China on Friday reacted guardedly to calls for a boycott of Chinese products and investments in India following the brutal attack on Indian soldiers at the Galwan Valley, saying it values its relations with New Delhi and both countries are in talks to ease the situation.
The boycott calls and the growing anti-India sentiment is causing a sense of disquiet in China especially among its telecom companies like Huawei, Xiaomi and Oppo etc which made a big dent in the Indian market, the second-largest in the world after China in mobile phones.
China is the biggest beneficiary of the bilateral trade with India, with about $60 billion balance of trade in its favour in about $92.68 total trade in 2019.
Asked about growing calls in India to boycott Chinese products and investments, Chinese Foreign Ministry spokesman Zhao Lijian said the responsibility for the crisis lies with India.
"I would like to reiterate that regarding the serious situation in the Galwan valley, the right and wrong is very clear and the responsibility entirely lies with the Indian side," he said.
On Wednesday, Chinese Foreign Minister Wang Yi spoke to External Affairs Minister S Jaishankar and the two sides agreed to "cool down" tensions on the ground "as soon as possible".
During the conversation, Jaishankar conveyed to Wang India's protest in the strongest terms on the violent face-off and said the unprecedented development will have "serious impact" on the bilateral ties.
"The Chinese side took premeditated and planned action that was directly responsible for the resulting violence and casualties. It reflected an intent to change the facts on the ground in violation of all our agreements to not change the status quo," Jaishankar told Wang.

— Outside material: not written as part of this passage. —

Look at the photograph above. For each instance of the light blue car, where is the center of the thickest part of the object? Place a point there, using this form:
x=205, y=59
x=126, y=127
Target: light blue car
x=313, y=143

At the Chinese Foreign Ministry briefing, spokesman Zhao said, "Both China and India are in communication with each other through diplomatic and military channels on easing the situation. China values our bilateral relations. We hope the Indian side can work with China to jointly maintain the long-term development of bilateral relations," he said.
Twenty Indian Army personnel were killed in the clash with Chinese troops in the Galwan Valley on Monday night, in the biggest military confrontation in over five decades that has significantly escalated the already volatile border standoff between the two countries.
"The impact of rising tensions between China and India following the latest border brawl seems to be spreading to Chinese companies in India," a report in the state-run Global Times said on Friday.
Chinese smartphone maker Oppo on Wednesday cancelled the live online launch of its flagship 5G handset in India, it said.
"The deadly border incident was something neither party could have anticipated or wanted to see, and the consequent rising nationalist fever in India has already caused significant pressure to bilateral relations and economic ties," the report said.
"It is high time to call for both governments and the people to show rationality in the face of the border tension to maintain the stability of bilateral economic and trade ties. Whether China-India relations can weather the current difficulties will be a major test for the resilience of the two countries' economic ties," the report said.